Sequential vs. Progressive ‘encoding’

This section, as well as my discussion of memes in subsequent chapters, draws heavily on my TEDx Warwick talk from March 2012. You can find this at:

These days the majority of us in the western world are fortunate to have a fast Internet connection at both home and work. We may become occasionally frustrated by how ‘long’ a website takes to load but, on the whole, we can navigate around the web faster than we can think about what we’re accessing.

This hasn’t always been the case. Those who were online prior to the turn of the century will remember speeds of 56kbps and below. My first modem was a blazingly-fast 28.8kbps monster that I used to download pictures of Ukiyo-e by Japanese artists such as Hokusai and Hiroshige:

'Red Fuji' by Hokusai

Because of the speeds involved, you actually saw the images downloading. Broadly speaking, images can be encoded (compressed) in two ways: sequentially or progressively.

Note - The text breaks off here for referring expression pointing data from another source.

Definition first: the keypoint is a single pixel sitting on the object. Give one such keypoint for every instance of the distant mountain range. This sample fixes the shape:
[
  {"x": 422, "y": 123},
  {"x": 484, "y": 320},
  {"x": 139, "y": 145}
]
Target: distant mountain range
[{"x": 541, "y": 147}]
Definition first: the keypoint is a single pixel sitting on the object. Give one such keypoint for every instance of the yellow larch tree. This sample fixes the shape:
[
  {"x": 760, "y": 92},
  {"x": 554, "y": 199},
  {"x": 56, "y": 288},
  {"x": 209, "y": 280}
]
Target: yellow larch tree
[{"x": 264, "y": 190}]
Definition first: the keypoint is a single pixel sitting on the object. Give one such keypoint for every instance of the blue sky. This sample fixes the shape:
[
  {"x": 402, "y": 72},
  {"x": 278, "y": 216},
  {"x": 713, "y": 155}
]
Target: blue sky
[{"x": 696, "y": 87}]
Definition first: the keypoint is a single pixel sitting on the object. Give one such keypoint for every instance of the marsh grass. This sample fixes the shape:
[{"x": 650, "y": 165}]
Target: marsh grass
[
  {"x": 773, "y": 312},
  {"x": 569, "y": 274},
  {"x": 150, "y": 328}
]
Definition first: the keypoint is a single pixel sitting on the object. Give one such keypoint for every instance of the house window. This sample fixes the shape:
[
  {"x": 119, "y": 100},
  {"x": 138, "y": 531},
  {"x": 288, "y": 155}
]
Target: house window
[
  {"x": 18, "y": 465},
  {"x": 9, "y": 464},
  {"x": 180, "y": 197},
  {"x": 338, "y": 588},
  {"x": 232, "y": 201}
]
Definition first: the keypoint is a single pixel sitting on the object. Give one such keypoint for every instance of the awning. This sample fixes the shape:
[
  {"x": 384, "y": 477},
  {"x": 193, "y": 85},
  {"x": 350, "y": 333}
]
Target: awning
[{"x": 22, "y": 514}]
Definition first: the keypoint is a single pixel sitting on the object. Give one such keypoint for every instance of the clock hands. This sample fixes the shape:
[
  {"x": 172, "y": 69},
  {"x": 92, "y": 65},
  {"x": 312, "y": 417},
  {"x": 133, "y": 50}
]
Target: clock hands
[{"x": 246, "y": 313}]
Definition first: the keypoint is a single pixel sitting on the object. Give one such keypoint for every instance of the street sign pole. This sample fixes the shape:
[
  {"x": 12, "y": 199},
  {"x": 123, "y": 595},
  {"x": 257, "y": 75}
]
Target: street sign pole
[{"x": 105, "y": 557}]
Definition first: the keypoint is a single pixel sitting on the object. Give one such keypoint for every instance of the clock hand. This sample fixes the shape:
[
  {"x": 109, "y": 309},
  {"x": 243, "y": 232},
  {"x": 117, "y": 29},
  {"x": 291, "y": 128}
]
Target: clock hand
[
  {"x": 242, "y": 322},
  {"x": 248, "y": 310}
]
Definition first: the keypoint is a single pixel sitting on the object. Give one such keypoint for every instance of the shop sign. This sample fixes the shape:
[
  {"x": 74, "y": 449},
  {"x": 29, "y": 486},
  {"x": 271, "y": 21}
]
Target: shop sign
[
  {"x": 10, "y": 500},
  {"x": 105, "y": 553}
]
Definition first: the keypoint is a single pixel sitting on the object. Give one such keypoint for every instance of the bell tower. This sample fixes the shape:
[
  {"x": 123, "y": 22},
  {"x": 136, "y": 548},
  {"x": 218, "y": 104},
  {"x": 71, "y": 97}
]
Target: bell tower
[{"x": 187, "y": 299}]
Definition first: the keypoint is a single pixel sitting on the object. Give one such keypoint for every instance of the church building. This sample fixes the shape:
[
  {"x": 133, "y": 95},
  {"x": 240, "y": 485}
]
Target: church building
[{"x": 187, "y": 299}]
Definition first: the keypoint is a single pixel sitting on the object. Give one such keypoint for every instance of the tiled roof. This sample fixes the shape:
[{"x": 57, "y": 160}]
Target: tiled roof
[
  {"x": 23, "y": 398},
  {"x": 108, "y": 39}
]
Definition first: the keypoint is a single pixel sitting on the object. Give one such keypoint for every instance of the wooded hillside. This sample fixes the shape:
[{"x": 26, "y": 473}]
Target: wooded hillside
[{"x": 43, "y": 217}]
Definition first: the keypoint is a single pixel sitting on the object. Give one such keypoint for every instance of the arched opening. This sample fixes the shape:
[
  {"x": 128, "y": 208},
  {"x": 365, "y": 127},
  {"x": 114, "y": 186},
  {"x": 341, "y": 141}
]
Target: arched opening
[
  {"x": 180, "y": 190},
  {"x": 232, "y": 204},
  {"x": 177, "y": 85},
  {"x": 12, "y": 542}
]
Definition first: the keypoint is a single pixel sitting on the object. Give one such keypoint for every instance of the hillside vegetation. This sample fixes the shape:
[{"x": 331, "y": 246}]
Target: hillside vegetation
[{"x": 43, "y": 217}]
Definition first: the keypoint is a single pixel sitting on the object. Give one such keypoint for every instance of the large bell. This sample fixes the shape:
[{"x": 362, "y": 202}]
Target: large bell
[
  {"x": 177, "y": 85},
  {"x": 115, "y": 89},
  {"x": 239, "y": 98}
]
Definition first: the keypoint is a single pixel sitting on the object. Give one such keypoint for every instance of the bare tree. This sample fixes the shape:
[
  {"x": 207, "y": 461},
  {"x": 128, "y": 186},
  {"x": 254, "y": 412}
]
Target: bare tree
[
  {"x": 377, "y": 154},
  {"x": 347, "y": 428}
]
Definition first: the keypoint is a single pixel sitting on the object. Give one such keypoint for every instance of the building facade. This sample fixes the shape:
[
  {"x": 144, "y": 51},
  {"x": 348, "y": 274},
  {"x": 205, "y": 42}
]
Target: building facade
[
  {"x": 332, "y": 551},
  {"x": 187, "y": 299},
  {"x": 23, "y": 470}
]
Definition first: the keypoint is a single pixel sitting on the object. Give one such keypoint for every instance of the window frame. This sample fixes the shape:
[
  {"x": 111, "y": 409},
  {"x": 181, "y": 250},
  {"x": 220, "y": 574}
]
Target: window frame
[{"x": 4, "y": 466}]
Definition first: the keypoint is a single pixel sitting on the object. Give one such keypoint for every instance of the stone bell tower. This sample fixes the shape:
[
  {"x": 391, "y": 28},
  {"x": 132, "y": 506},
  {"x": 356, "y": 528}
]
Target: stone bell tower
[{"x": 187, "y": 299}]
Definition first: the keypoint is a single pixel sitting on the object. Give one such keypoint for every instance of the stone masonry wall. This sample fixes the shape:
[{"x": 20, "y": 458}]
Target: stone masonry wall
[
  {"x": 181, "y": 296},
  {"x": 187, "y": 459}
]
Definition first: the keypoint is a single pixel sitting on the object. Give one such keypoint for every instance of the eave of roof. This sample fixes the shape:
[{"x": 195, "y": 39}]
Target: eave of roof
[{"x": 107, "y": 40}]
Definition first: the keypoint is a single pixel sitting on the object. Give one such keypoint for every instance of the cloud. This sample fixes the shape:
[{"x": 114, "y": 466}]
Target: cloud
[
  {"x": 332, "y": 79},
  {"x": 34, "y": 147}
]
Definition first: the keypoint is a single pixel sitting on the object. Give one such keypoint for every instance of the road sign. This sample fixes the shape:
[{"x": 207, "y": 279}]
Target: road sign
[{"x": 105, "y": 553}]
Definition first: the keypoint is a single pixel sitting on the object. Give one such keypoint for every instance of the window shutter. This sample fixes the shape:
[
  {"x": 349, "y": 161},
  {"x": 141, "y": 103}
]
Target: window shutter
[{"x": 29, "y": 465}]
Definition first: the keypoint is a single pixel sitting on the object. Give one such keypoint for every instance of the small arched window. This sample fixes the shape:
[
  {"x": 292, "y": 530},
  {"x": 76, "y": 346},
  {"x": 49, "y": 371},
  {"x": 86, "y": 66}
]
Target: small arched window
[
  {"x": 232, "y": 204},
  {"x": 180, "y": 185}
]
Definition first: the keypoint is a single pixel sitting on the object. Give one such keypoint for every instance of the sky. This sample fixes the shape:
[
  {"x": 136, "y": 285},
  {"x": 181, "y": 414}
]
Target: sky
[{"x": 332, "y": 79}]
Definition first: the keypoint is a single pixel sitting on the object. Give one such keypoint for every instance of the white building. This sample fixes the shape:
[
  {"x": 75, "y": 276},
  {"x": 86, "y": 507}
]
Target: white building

When you’re downloading a sequentially-encoded image on a slow connection it looks like this:

Sequential encoding

When you’re downloading a progressively-encoded image on a slow connection it looks like this:

Progressive encoding

The sequentially-encoded image loads each line one at a time from the top whereas the fidelity of the progressively-encoded image improves as the data is downloaded. I’m sure you can guess which I preferred: looking at sky for several minutes while the rest of the image loads becomes a bit tedious.

I think that the difference between sequentially-encoded and progressively-encoded images serves as a useful metaphor for learning digital literacies. Our tendency in education in general is to package-up blocks of learning on a linear pathway. The learner literally does not see the ‘big picture’ of learning — only what comes next. On the other hand, letting the learner roam, whilst providing just-in-time support, can lead to a much richer and more enjoyable experience. They can see how it all fits together, even if they haven’t got all of the detail and nuance just yet.